By the time he stood quietly—blowing and sweating and trembling—Loki's laughter had subsided. I took as a bad sign the withering glare he turned in my direction.

"And what good is that bastard's death if I'm not there to relish it? Damn you to an icy tomb, mortal, if you think I'll give up one precious second of that revenge. I'll see him torn to shreds before my eyes if it's the last thing I do while still breathing!"

My brain demanded immediate retreat from this worse-than-hellish place. I held my ground stubbornly. I was determined to get as much information out of Loki as possible before abandoning my initial plan. So maybe lack of adequate food and sleep had made me terminally stupid.

"I'll tell you what good it is," I countered. "With Odin dead, before Ragnarok, who's to say you'd have to die, either? Seems to me a chance at freedom and revenge—with the sure knowledge you don't have to die to get it—beats lying there on that slab of rock, cursing till your voice bleeds."

Loki's wild eyes reflected shock. "You really believe you can kill him."

I gave him a short, hard laugh. "Would I be here if I didn't?"

"You're mad. Madder than I. Stupid little man, do you think you—a groveling worm in the dust of the earth—can hope to succeed where I, the great Loki, failed? Have you any brain at all in that shriveled, shrinking body of yours? Without my help, you and your pitiful kind would be animals rutting in the dust, grubbing for maggots! Having created you, given you brains, must I think for you as well? Can you even piss on yourself without help?"

"What, name calling? Point for point, Loki, I'm already doing one helluva lot better than you did. I'm not the one chained to a rock."

"SILENCE!" Loki was literally frothing at the mouth. "When I am free, your puny race will be squashed like the dung beetles they are! Why that one-eyed fool gave Midgard to the likes of you..." He spat out the final word, and seemed almost to choke on it, he was so overcome with rage.

I forced a feral grin. "I'd say we earned it. I've made my counteroffer, Loki. Give me Sleipnir, I'll give you Odin, on a platter. What about it?"

He said nothing at all. His eyes were mere slits of darkness. When he spoke again, his voice was cold.

"Go to the dwarves for Ur metal, fool. Get chains of it. Nothing else will hold my traitorous offspring. Trade them silver, or daughters if you have them. Then take yourself from my sight and wait for Sleipnir to return." A wheeze of mirth broke from him again. "If you can outlive the wait! There's no living food in Niflhel. None but your own flesh. How hungry will you get?"

I laughed. "No living food? Broiled snake's a real delicacy. Didn't you know?"

"Snake?" Loki's eyes had shot wide again. "You would—?"

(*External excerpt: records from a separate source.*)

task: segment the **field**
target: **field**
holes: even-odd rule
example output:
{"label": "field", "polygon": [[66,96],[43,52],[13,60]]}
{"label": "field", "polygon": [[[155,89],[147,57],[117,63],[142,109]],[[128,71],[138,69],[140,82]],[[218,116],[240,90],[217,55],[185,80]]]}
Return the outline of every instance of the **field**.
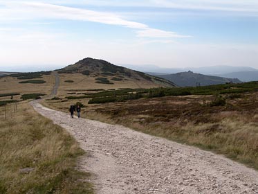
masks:
{"label": "field", "polygon": [[70,134],[26,102],[8,110],[0,119],[0,193],[93,193],[89,175],[76,170],[84,153]]}
{"label": "field", "polygon": [[[14,74],[13,76],[18,74]],[[37,75],[38,76],[38,75]],[[19,77],[3,77],[0,78],[0,101],[10,100],[20,100],[22,94],[50,94],[53,85],[55,85],[55,78],[52,74],[42,75],[39,78],[37,76],[20,77],[22,79],[18,79]],[[41,82],[37,81],[42,80]],[[20,82],[35,82],[35,83],[19,83]],[[46,82],[43,82],[43,81]],[[4,95],[6,94],[19,94],[18,95]]]}
{"label": "field", "polygon": [[[158,85],[148,82],[147,80],[141,80],[139,82],[137,80],[131,79],[129,78],[122,78],[122,80],[120,79],[113,79],[116,76],[95,74],[90,76],[83,75],[82,73],[60,73],[60,87],[58,89],[58,95],[60,97],[65,97],[67,93],[71,92],[79,92],[83,93],[86,92],[89,89],[114,89],[118,88],[151,88],[159,87]],[[107,78],[110,84],[101,84],[97,83],[96,79],[99,78]],[[70,80],[66,82],[66,80]],[[73,81],[73,82],[71,82]]]}
{"label": "field", "polygon": [[[44,103],[68,112],[71,104],[80,102],[85,106],[83,117],[196,146],[258,169],[257,87],[257,82],[249,82],[158,88],[139,90],[141,98],[123,102],[88,104],[91,98],[65,98]],[[113,92],[120,98],[120,90]],[[91,97],[109,100],[110,93],[95,91]]]}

"Hell, yes, I'd eat snake. It doesn't taste half bad. Okay, I go find some dwarves, and wrangle a few yards of Urd-metal chain from them, then wait for Sleipnir. Great plan. There's only one flaw."

A look of insane rage was creeping into his eyes.

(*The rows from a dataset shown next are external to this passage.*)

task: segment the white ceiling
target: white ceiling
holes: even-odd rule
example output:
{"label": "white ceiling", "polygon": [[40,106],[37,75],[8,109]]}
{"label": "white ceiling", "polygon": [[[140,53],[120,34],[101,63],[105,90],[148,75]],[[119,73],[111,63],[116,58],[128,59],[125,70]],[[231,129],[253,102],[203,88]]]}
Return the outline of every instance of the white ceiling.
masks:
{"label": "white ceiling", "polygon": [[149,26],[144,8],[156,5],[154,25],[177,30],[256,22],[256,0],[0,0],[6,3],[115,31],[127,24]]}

"Care to point out the direction to the nearest dwarves?"

Venom seared his left leg. A howl broke from Loki's lips. It took the form of a single word: "Die!"

I groped blindly for the rifle; but nothing happened. That didn't matter. I yanked the Armalite clear, anyway, and reached for the release on the pack straps, thinking to ditch the bulky nuisance—

I stopped... and stared.

Sigyn had gone rigid. She glanced at her belly. I did too. Both of us stared. She was pregnant. And growing rounder by the second. Her tattered shift split and fell from scarred shoulders, revealing breasts that once had been smooth and round as honeydews. A contraction rippled visibly across her swollen belly. Then she fell to the ground, giving birth right there amidst screams of pain and falling venom.

The child flopped onto the ground. I gaped, unable to believe what I was seeing. It looked like a bear. Sort of...

The goddess was screaming mindlessly. In less time than it took to think about it, another child flopped on the ground beside its—brother? Which was already the size of a brown bear and rapidly approaching that of a king grizzly.